At Concentrus, we build ROI accountability into every NetSuite and Acumatica implementation we deliver. A well-designed KPI dashboard is central to that promise because it’s how CFOs and controllers track whether their ERP investment is paying off, in real numbers, not gut feelings. Without one, you’re flying blind. With the right one, you have a command center for confident decision-making.

This article breaks down the types of KPI dashboards, walks through real examples, and covers the best practices that separate useful dashboards from decorative ones. Whether you’re planning a new ERP implementation or trying to get more value from a system that’s already live, this guide will help you understand what to build, why it matters, and how to make it work for your team.

Why KPI dashboards matter for finance teams

Finance teams at midsized companies deal with more data than ever, but volume alone doesn’t translate into better decisions. Without a structured way to surface what matters, your team ends up pulling reports manually, reconciling numbers from multiple sources, and spending hours answering questions that a well-built dashboard could answer in seconds. Understanding what is a KPI dashboard is the starting point for turning that problem around.

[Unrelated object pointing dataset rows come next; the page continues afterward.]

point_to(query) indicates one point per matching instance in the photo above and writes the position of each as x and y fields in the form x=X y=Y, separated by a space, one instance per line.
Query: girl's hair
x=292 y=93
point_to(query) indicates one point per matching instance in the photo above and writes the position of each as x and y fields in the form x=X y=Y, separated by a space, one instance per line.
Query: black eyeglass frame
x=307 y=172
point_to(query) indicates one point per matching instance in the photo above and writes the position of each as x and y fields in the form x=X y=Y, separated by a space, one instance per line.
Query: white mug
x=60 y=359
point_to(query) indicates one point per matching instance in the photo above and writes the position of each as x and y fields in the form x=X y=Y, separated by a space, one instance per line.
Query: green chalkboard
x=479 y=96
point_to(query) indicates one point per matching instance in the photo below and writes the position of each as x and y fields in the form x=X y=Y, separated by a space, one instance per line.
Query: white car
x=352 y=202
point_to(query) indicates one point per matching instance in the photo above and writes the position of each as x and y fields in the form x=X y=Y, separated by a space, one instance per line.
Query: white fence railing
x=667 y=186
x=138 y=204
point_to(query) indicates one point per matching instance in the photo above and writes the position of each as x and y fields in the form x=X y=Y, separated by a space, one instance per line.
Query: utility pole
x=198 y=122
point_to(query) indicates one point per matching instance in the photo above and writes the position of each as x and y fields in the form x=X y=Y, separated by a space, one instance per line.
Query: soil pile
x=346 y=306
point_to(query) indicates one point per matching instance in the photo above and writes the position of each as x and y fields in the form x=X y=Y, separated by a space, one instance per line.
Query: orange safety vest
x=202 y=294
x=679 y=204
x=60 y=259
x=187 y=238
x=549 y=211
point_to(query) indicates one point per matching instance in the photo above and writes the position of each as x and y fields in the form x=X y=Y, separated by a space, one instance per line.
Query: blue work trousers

Real-time visibility replaces manual reporting

When your team relies on static reports pulled at month-end, you’re always looking at the past. A KPI dashboard changes that by giving you live or near-live access to the numbers that drive your business. Instead of waiting for a finance analyst to compile a cash flow summary, your CFO can open a dashboard and see current AR aging, days sales outstanding, and operating cash position in a single view.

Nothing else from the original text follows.